Nazi hareketi 1933 yılında yarattıkları "dejenere sanat" sebebiyle Bauhaus'u kapattığını açıkladı. Diğer ülkelerde yaşayan göçmenler Bauhaus'u başka ülkelerde devam ettirmeye çalıştılar. Örneğin Şikago'da "Yeni Bauhaus" açıldı. Klee, 1931'den 1933'e kadar Düsseldorf Akademisi'nde ders vermeye devam edebildi. Bir Nazi gazetesi hakkında "Bir Bauhaus eğitmeni olarak ünlenen Klee herkese safkan bir Arap olduğunu söylüyormuş. Oysa kendisi Galicialı bir Yahudi'den başka bir şey değildir." diye yazdı.Evi Nazilerce aranan Klee, işinden kovuldu. 1933-1934 yıllarında, Klee'nin Londra ve Paris'te sergiler düzenledi ve büyük hayranlık duyduğu Picasso ile tanıştı. Klee ailesi 1933 yılının sonlarında İsviçre'ye göç etti.

1930'ların ilk yarısında Klee yaratıcı kariyerinin doruğundaydı. Ad Parnassum (Parnas'a Doğru)(1932) isimli tablosu onun başyapıtı kabul edilir.Almanya'daki son senesi olan 1933'te yaklaşık 500 tablo çizdi. Aynı sene, ölümünden sonra sklerodermi olduğu anlaşılan hastalığının belirtileri görünmeye başladı. Ağır hastalığının etkileri sanatını da etkiledi. 1936 yılında sadece 25 tablo yapabildi. 1930'ların sonunda sağlığı tekrar yerine gelince, Kandinsky ve Picasso'yu ziyaret etti. 1939 yılında 1200'den fazla tablo yaptı. Bu dönemde çoğunlukla ağır çizgiler ve daha geniş renk bloklarına sahip geometrik formlar kullandı. Renk paleti ise parlak renklerden mat renklere değişiklik gösteriyordu. Bu değişikliğin sebebi büyük ihtimalle iyimserlik ile kötümserlik arasında gidip gelen ruh halini yansıtıyordu.[41] 1937'de Almanya'ya dönen ressamın on yedi tablosu Naziler'in düzenlediği "Dejenere Sanat" sergisinde gösterildi ve 102 eseri Naziler tarafından yok edildi.


1940 yılında İsviçre'de Muralto'da vefat etti.
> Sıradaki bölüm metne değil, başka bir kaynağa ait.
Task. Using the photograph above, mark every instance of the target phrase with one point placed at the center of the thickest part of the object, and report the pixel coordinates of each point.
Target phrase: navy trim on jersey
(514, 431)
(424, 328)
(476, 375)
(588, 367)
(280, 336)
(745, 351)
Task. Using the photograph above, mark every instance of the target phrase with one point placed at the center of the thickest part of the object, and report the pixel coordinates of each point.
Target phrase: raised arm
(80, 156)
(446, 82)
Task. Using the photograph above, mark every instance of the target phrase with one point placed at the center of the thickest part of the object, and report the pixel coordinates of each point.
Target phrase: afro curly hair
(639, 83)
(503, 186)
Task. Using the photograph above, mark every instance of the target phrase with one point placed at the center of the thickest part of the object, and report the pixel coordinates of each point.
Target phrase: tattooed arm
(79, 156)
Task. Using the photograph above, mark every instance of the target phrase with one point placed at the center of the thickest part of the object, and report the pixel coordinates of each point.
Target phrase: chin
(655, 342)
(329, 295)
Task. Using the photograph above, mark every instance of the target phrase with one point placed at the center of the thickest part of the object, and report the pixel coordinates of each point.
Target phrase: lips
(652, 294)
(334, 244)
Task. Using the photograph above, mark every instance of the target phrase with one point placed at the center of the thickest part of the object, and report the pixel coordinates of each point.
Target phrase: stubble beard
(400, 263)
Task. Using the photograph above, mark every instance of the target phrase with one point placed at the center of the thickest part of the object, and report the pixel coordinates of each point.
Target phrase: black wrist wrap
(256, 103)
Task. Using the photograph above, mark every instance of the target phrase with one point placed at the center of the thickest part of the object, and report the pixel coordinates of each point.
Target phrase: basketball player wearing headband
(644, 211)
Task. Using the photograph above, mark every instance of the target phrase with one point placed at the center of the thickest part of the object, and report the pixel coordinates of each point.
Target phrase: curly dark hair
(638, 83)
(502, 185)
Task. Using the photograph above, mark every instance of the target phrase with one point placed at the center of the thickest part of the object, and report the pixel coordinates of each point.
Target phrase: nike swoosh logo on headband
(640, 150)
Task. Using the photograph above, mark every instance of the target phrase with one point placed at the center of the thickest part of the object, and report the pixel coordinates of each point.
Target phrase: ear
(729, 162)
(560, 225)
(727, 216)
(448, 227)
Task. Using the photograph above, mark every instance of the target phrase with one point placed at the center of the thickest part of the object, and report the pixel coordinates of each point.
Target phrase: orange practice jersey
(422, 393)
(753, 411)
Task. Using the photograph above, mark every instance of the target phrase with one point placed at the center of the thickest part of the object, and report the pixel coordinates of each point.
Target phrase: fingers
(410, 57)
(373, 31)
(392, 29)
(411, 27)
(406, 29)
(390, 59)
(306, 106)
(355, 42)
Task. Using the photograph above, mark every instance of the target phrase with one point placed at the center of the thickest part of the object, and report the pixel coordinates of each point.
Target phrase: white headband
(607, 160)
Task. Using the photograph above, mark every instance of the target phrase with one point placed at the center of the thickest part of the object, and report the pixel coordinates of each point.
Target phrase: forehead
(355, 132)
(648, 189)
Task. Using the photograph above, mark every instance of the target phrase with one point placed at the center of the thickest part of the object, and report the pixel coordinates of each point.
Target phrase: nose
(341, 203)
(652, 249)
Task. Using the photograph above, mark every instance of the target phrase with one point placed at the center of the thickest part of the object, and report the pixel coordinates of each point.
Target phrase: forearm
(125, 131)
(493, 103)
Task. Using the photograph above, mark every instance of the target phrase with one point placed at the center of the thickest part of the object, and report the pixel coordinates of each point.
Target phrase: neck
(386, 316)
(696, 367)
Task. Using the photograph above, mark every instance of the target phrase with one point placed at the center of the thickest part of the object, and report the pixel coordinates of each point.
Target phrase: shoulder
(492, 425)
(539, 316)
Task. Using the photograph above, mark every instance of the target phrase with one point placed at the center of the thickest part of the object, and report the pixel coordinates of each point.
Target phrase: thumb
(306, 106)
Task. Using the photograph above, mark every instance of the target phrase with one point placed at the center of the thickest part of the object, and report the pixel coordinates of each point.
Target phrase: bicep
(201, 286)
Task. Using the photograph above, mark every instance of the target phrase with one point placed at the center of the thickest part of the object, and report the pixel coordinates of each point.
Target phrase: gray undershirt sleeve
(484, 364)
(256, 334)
Son yapıtı 1940 yılının Mayıs ayında, Mozart'ın Requiem'ine bir gönderme olarak yaptığı Paukenspieler (Orkestra Davulcusu) adlı resimdir. Bu ülkede doğmuş olmasına rağmen İsviçre vatandaşlığını almayı başaramamıştı. Sanat çalışmaları, İsviçre'deki otoritelerce, fazla devrimsel hatta dejenere bulunuyordu. Buna rağmen ölümünden altı gün sonra İsviçre hükümeti vatandaşlığı verdi. Klee, ardından 9000'e yakın sanat eseri bıraktı.